Max me miró sobresaltado.

—¿Te ríes de mí o estás coqueteando conmigo?

—No me río de ti. Tú me has salvado, he usado tu champú azul y me he sonado la nariz en tu albornoz. Estoy en deuda contigo.

—Entonces estás coqueteando conmigo —dijo Max pensativo—. Bien.

Asintió en silencio.

Capítulo 8

Aunque el camino hasta casa era muy corto, no estaba dispuesta a recorrerlo vestida solo con el albornoz azul de Max, así que me monté en su coche. Max metió la bicicleta en el maletero, pero solo entró a medias. No me dejó en la entrada, sino que abrió la gran reja y me condujo hasta el portón verde que daba al patio. Una vez allí, sacó la bici del maletero y la examinó minuciosamente.
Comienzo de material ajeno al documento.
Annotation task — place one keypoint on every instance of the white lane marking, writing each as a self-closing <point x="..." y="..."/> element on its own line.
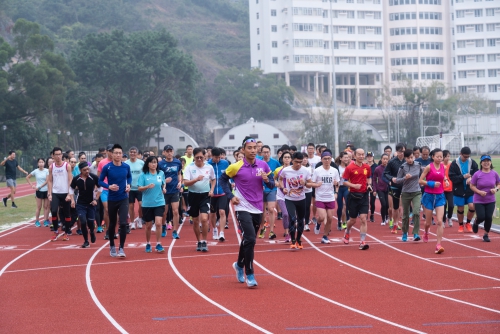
<point x="94" y="297"/>
<point x="320" y="296"/>
<point x="399" y="283"/>
<point x="199" y="293"/>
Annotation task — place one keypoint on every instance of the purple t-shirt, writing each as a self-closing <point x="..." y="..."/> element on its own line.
<point x="485" y="182"/>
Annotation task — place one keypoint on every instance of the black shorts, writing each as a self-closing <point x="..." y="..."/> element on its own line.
<point x="134" y="195"/>
<point x="149" y="214"/>
<point x="171" y="198"/>
<point x="358" y="205"/>
<point x="218" y="203"/>
<point x="41" y="194"/>
<point x="198" y="203"/>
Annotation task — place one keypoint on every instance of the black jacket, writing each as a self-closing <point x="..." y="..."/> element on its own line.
<point x="457" y="179"/>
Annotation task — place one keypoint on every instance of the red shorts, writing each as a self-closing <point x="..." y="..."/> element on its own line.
<point x="325" y="205"/>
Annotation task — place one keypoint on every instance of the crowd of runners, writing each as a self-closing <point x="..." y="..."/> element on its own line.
<point x="118" y="191"/>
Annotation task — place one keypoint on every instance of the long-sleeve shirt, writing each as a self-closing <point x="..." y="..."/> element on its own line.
<point x="410" y="185"/>
<point x="119" y="175"/>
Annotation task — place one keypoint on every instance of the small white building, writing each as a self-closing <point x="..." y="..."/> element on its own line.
<point x="169" y="135"/>
<point x="266" y="133"/>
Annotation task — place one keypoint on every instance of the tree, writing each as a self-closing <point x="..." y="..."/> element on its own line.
<point x="249" y="93"/>
<point x="133" y="83"/>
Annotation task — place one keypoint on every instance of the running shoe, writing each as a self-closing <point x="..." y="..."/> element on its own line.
<point x="239" y="273"/>
<point x="204" y="247"/>
<point x="468" y="227"/>
<point x="251" y="282"/>
<point x="439" y="249"/>
<point x="112" y="251"/>
<point x="363" y="246"/>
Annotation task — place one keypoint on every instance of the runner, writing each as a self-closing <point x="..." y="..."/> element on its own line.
<point x="390" y="173"/>
<point x="297" y="178"/>
<point x="172" y="169"/>
<point x="58" y="193"/>
<point x="357" y="176"/>
<point x="269" y="195"/>
<point x="200" y="179"/>
<point x="409" y="175"/>
<point x="326" y="180"/>
<point x="248" y="175"/>
<point x="118" y="178"/>
<point x="11" y="165"/>
<point x="485" y="184"/>
<point x="41" y="175"/>
<point x="218" y="202"/>
<point x="134" y="193"/>
<point x="461" y="171"/>
<point x="86" y="184"/>
<point x="152" y="184"/>
<point x="434" y="199"/>
<point x="380" y="188"/>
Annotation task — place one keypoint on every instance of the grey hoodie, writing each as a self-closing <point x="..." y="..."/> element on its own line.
<point x="411" y="185"/>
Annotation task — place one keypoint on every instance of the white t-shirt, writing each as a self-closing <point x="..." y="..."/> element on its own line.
<point x="326" y="192"/>
<point x="192" y="172"/>
<point x="296" y="191"/>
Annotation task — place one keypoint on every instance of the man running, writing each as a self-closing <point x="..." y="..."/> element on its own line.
<point x="248" y="175"/>
<point x="11" y="165"/>
<point x="119" y="179"/>
<point x="357" y="176"/>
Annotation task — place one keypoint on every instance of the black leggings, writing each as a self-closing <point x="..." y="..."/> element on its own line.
<point x="383" y="197"/>
<point x="296" y="213"/>
<point x="484" y="213"/>
<point x="448" y="206"/>
<point x="119" y="208"/>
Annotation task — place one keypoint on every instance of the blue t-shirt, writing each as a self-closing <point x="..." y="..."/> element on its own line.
<point x="273" y="164"/>
<point x="119" y="175"/>
<point x="219" y="169"/>
<point x="152" y="198"/>
<point x="171" y="169"/>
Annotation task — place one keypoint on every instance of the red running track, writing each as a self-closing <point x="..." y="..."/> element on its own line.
<point x="393" y="287"/>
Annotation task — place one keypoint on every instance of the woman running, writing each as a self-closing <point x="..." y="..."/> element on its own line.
<point x="485" y="184"/>
<point x="40" y="174"/>
<point x="285" y="160"/>
<point x="433" y="178"/>
<point x="152" y="185"/>
<point x="380" y="188"/>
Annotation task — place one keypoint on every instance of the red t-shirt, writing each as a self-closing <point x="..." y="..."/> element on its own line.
<point x="357" y="175"/>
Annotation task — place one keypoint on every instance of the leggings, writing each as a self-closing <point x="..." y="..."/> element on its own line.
<point x="341" y="197"/>
<point x="383" y="197"/>
<point x="448" y="206"/>
<point x="484" y="213"/>
<point x="118" y="208"/>
<point x="282" y="206"/>
<point x="296" y="211"/>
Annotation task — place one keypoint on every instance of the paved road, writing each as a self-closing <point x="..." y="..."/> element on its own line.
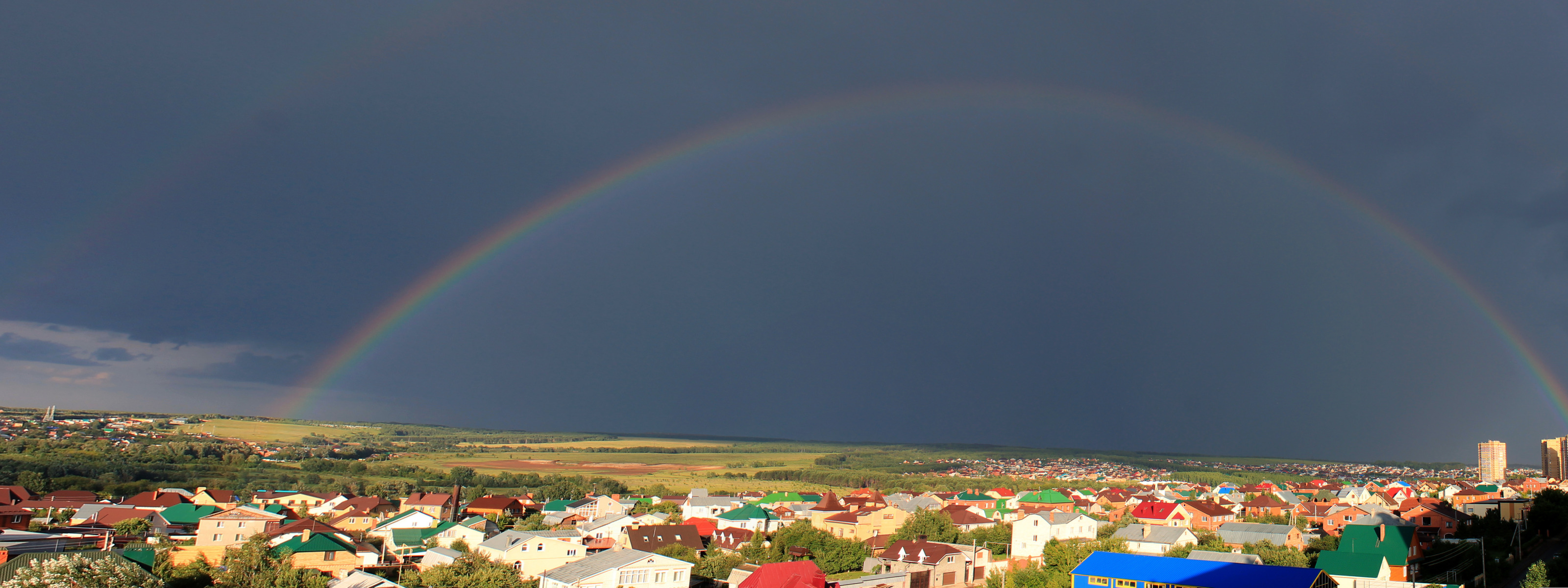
<point x="1545" y="551"/>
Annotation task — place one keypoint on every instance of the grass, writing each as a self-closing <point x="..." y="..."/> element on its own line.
<point x="267" y="430"/>
<point x="615" y="444"/>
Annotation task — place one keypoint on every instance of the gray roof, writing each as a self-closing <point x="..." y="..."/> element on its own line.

—Parece que no ha sufrido ningún daño. Has tenido suerte.

Yo asentí en silencio.

Max me examinó con la misma meticulosidad con que acababa de inspeccionar la bicicleta.

—Deberías descansar.

Asentí de nuevo, le di las gracias y atravesé el jardín en dirección a la puerta de entrada de la casa, esforzándome por andar con dignidad y donaire pese al lastre del gran albornoz. Debí de conseguirlo, pues al girarme en la esquina de la casa, vi a Max de brazos cruzados, siguiéndome con la mirada. No pude leer sus ojos pero traté de convencerme de que la suya era una expresión llena de asombro.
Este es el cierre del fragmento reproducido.